At this point, it is hard to tell which sector is going to lead us out of the doldrums!  There is not a single sector in the S&P that looks good.  The "safe and boring" sectors like Consumer staples are not working in a down tape.  We are dependent on Washington to restore consumer confidence, which will help the discretionary names. Utilities are not going up as interest rates go up.  Healthcare is re-testing the lows and is in a cloud of uncertainty, but a rally from here would be very bullish. The Financials continue to be a toxic waste land. Energy and Materials are not going up unless the Chinese re-flate the global economy.  
 
That leaves us with Technology....  On a relative basis, Technology is starting to outperform more consistently, but most are closet industrials.  Who wants to own an industrial?
 
This unemployment report is due out in 30 minutes - it's time to get back on that Wall.
 
Function in disaster; finish in style...
 
Howard Penney
Managing Director

 
CURRENT ETF ALLOCATION

LONG ETFS

  • QQQQ - PowerShares NASDAQ 100 - We bought QQQQ on a down day on Monday.
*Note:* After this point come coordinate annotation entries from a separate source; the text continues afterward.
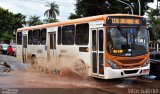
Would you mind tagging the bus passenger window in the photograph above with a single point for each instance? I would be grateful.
(30, 36)
(59, 35)
(82, 34)
(68, 33)
(43, 36)
(19, 38)
(36, 37)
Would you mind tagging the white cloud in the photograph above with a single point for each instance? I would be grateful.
(37, 7)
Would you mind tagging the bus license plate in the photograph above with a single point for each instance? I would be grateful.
(146, 71)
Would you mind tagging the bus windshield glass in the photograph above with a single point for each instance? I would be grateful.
(127, 41)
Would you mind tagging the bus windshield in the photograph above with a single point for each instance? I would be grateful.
(130, 41)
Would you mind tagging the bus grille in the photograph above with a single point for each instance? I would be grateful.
(130, 71)
(131, 61)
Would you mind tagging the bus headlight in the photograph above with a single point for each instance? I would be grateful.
(146, 63)
(113, 65)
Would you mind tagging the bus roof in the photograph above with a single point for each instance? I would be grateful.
(74, 21)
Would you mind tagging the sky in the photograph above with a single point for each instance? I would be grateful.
(37, 7)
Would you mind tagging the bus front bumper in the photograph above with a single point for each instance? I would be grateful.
(110, 73)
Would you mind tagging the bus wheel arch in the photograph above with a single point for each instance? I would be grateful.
(33, 59)
(80, 67)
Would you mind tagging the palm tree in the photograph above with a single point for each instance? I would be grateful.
(53, 10)
(34, 20)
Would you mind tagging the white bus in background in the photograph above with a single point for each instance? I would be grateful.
(104, 46)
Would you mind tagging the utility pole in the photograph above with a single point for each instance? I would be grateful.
(139, 3)
(127, 5)
(157, 18)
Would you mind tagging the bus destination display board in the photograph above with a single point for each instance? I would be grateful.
(125, 21)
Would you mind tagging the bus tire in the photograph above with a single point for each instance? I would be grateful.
(80, 67)
(33, 60)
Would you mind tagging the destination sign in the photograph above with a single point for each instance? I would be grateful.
(125, 20)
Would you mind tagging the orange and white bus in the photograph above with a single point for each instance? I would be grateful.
(105, 46)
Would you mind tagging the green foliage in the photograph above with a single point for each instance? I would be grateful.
(154, 22)
(53, 10)
(50, 20)
(86, 8)
(6, 37)
(34, 20)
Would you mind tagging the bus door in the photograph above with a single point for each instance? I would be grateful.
(51, 45)
(97, 51)
(24, 52)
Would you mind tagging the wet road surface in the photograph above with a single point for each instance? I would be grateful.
(25, 81)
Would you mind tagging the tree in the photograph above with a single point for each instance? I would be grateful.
(53, 10)
(86, 8)
(9, 23)
(154, 23)
(50, 20)
(34, 20)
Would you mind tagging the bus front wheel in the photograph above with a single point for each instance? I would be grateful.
(80, 67)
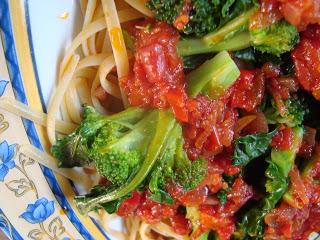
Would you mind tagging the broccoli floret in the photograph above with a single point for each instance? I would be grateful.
(293, 116)
(188, 173)
(280, 163)
(175, 166)
(149, 138)
(205, 15)
(275, 39)
(165, 10)
(213, 77)
(75, 149)
(132, 149)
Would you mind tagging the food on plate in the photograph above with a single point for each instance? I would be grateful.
(200, 118)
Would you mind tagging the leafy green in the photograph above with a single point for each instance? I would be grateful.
(165, 10)
(205, 16)
(194, 61)
(132, 149)
(250, 147)
(222, 196)
(275, 39)
(294, 116)
(164, 124)
(280, 163)
(213, 77)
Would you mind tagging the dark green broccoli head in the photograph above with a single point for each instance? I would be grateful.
(205, 15)
(117, 166)
(73, 150)
(188, 173)
(165, 10)
(276, 39)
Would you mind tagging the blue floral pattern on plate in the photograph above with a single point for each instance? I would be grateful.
(38, 211)
(3, 84)
(6, 162)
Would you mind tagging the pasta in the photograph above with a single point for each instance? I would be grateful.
(103, 50)
(165, 160)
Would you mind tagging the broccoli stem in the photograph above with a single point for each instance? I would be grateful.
(220, 40)
(164, 128)
(239, 23)
(280, 163)
(213, 77)
(189, 47)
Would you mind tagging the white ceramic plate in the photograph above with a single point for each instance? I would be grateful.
(35, 203)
  • SPY - SPDR S&P500- We bought the etf perhaps a smidgen early with the S&P500 at 715, yet will take it at a discount.  The market is also close to three standard deviations oversold.

  • CAF - Morgan Stanley China fund - The Shanghai Stock Exchange is up +20.4% for 2009 to-date. We're long China as a growth story, especially relative to other large economies. We believe the country's domestic appetite for raw materials will continue throughout 2009 as the country re-flates. From the initial stimulus package to cutting taxes, the Chinese have shown leadership and a proactive response to the credit crisis.
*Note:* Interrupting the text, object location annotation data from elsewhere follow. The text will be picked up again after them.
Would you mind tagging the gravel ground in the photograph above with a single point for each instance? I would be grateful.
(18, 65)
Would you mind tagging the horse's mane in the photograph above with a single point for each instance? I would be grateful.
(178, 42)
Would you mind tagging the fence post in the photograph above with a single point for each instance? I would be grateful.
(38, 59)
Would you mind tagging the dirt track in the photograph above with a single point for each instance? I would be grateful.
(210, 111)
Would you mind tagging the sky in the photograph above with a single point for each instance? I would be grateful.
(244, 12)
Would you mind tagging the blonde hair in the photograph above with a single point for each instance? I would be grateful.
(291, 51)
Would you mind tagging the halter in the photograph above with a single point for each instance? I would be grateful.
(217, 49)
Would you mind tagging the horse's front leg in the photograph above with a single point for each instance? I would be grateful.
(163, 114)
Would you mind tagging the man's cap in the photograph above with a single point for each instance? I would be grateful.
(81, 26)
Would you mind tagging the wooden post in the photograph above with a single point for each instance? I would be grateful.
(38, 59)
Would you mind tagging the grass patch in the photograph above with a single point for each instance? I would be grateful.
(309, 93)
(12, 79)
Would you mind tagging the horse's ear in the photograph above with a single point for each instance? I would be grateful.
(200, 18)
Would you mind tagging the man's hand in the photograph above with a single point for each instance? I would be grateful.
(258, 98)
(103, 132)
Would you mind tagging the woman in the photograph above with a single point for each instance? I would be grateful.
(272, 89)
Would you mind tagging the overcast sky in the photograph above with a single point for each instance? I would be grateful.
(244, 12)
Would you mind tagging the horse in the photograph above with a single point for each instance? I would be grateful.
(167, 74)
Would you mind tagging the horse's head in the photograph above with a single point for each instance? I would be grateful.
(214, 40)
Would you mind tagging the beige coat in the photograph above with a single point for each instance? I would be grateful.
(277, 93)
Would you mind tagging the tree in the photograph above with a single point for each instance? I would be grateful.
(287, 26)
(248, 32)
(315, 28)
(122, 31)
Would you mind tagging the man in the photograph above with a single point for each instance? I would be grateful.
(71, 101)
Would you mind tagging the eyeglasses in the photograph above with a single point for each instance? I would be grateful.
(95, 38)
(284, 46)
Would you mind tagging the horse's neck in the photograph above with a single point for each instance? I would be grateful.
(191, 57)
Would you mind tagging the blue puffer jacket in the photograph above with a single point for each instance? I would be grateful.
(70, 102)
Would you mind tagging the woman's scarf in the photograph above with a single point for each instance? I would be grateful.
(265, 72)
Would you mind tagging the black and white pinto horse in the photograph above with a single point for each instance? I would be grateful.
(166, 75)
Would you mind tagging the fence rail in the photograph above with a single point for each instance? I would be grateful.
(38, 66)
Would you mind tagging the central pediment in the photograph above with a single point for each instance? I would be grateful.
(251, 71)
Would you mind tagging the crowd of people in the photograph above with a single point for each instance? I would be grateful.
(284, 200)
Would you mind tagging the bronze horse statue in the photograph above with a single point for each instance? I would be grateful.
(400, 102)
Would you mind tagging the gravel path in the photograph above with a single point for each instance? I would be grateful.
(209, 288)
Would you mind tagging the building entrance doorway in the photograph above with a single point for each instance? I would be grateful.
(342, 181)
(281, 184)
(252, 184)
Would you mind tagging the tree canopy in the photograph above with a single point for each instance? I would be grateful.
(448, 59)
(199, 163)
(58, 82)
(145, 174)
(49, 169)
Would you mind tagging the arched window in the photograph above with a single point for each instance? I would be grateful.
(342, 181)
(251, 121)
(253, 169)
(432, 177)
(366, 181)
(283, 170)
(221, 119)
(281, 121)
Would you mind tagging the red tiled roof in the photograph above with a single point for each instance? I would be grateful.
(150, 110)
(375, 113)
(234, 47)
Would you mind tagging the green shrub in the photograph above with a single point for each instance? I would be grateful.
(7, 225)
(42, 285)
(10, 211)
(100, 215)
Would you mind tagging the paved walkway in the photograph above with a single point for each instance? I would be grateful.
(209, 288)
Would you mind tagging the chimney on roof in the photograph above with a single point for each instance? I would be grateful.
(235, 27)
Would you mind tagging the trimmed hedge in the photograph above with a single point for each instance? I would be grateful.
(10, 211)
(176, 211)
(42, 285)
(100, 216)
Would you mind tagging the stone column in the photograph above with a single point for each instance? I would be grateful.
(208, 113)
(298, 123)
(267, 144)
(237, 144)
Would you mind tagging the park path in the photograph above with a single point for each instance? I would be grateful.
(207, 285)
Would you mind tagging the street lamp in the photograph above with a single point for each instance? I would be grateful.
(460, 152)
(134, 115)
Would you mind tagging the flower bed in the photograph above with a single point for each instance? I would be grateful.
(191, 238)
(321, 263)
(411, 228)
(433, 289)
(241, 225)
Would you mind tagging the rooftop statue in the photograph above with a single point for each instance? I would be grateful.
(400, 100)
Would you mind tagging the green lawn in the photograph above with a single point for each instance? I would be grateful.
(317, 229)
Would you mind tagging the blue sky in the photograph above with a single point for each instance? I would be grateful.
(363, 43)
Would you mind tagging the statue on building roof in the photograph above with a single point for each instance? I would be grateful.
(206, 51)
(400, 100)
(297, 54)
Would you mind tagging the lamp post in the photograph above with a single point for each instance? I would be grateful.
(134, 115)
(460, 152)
  • GLD - SPDR Gold- We bought gold last Thursday with the S&P500 in the red and gold down. We believe gold will re-find its bullish trend.

  • TIP - iShares TIPS- The U.S. government will have to continue to sell Treasuries at record levels to fund domestic stimulus programs. The Chinese will continue to be the largest buyer of U.S. Treasuries, albeit at a price.  The implication being that terms will have to be more compelling for foreign funders of U.S. debt, which is why long term rates are trending upwards. This is negative for both Treasuries and corporate bonds.
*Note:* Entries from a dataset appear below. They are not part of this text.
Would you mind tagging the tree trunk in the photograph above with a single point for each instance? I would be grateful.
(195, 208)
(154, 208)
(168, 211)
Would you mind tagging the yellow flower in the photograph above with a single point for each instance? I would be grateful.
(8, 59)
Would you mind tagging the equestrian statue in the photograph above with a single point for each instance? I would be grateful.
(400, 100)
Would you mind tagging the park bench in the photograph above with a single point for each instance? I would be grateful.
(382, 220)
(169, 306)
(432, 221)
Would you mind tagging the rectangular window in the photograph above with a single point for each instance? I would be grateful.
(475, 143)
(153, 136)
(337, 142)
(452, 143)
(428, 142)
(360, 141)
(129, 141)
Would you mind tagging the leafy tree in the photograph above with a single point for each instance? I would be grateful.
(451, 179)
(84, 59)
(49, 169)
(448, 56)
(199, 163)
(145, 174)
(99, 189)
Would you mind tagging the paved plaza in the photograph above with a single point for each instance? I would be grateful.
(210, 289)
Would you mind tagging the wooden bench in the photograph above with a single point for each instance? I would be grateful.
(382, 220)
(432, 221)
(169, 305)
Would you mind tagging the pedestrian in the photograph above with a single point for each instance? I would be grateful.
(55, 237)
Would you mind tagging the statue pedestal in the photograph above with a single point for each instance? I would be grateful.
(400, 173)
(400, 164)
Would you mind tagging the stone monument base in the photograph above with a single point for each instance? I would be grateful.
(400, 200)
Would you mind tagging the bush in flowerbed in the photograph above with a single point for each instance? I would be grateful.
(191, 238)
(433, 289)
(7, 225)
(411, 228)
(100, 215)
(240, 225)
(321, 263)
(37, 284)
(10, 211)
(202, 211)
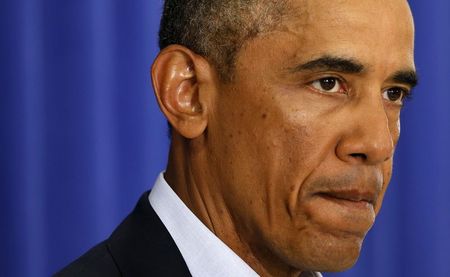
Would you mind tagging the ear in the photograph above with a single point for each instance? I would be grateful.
(179, 80)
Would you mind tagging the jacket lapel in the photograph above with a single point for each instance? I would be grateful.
(142, 246)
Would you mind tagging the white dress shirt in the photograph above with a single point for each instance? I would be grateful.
(204, 253)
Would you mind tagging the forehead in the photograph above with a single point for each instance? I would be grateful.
(377, 32)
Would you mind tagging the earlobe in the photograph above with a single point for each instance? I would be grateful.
(175, 77)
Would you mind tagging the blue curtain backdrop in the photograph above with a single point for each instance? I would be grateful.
(81, 137)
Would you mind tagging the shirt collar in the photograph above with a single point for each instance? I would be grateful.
(204, 253)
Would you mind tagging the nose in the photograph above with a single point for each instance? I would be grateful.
(368, 139)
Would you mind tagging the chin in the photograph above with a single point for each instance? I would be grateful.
(326, 254)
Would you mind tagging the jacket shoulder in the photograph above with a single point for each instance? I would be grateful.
(98, 261)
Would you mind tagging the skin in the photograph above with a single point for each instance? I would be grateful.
(288, 174)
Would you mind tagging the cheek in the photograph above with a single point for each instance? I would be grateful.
(387, 174)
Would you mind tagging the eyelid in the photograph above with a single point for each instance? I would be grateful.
(342, 82)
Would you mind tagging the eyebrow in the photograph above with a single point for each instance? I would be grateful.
(348, 65)
(406, 77)
(331, 63)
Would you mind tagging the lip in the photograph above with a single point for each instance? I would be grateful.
(350, 211)
(350, 197)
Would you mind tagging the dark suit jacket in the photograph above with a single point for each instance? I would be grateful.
(140, 246)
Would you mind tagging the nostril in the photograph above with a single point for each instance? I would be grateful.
(359, 156)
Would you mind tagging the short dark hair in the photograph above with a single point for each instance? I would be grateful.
(217, 29)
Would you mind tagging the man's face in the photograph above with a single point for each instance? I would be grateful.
(301, 141)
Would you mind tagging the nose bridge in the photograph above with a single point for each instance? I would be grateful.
(370, 139)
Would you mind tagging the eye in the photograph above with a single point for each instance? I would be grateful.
(328, 85)
(395, 95)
  • DVY - Dow Jones Select Dividend -We like DVY's high dividend yield of 5.85%.

  • VYM - Vanguard High Dividend Yield -VYM yields a healthy 4.31%, and tracks the FTSE/High Dividend Yield Index which is a benchmark of stocks issued by US companies that pay dividends that are higher than average.
SHORT ETFS
  • EWY-iShares South Korea- Despite initial efforts by the Bank of Korea to weaken the Won to spur exports, Korea's new finance minister Yoon Jeung Hyun has proposed strengthening the Won to improve the domestic market. Yet South Korea is export-dependent economy. We see no catalyst in sight to drive external or internal demand to the levels necessary to stimulate recovery, especially with a stronger Won. South Korea's exports fell for a fourth month in February 17.1% Y/Y.

  • LQD -iShares Corporate Bonds- Corporate bonds have had a huge move off their 2008 lows and we expect with the eventual rising of interest rates in the back half of 2009 that bonds will give some of that move back. Moody's estimates US corporate bond default rates to climb to 15.1% in 2009, up from a previous 2009 estimate of 10.4%.

  • SHY -iShares 1-3 Year Treasury Bonds- On Thursday of last week we witnessed 2-Year Treasuries climb 10 bps to 1.09%. Anywhere north of +0.97% moves the bonds that trade on those yields into a negative intermediate "Trend." If you pull up a three year chart of 2-Year Treasuries you'll see the massive macro Trend of interest rates starting to move in the opposite direction. We call this chart the "Queen Mary" and its new-found positive slope means that America's cost of capital will start to go up, implying that access to capital will tighten. Yield is inversely correlated to bond price, so the rising yield is bearish for Treasuries.

  • UUP - U.S. Dollar Index - We believe that the US Dollar is the leading indicator for the US stock market. In the immediate term, what is bad for the US Dollar should be good for the stock market. The Euro is up versus the USD at $1.2678. The USD is down versus the Yen at 96.7040 and down versus the Pound at $1.4228 as of 6am today.